According to the Complaint, Front Yard Residential Corporation is an industry leader in providing quality, affordable rental homes.
This action stems from a proposed transaction announced on February 18, 2020, pursuant to which Front Yard Residential Corporation will be acquired by affiliates of Amherst Single Family Residential Partners VI, LP.
On February 17, 2020, Front Yard’s Board of Directors caused the Company to enter into an agreement and plan of merger with BAF Holdings, LLC (“Parent”), a Delaware corporation, and BAF Sub, LLC (“Merger Sub,” and together with Parent, “BAF”). Pursuant to the terms of the Merger Agreement, Front Yard’s stockholders will receive $12.50 in cash for each share of Front Yard common stock they own.

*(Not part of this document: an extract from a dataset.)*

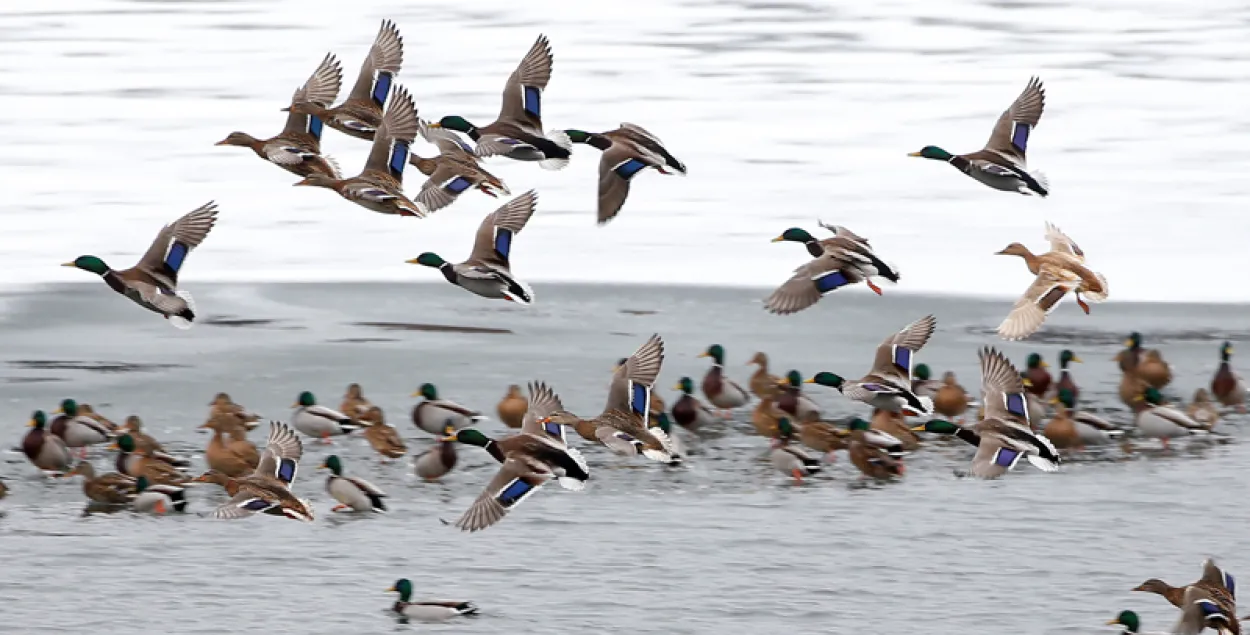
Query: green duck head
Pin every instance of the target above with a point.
(933, 151)
(91, 264)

On March 11, 2020, Defendants filed a proxy statement with the United States Securities and Exchange Commission in connection with the Proposed Transaction. The Complaint alleges that the Proxy Statement omits material information with respect to the Proposed Transaction, which renders the Proxy Statement false and misleading. Specifically, the Complaint alleges the Proxy Statement fails to disclose: (i) all line items used to calculate (a) Rental NOI, (b) Core FFO, (c) AFFO, and (d) free cash flows; (ii) Adjusted EBITDA and all underlying
line items; and (iii) a reconciliation of all non-GAAP to GAAP metrics.
This case was voluntarily dismissed on July 1, 2020.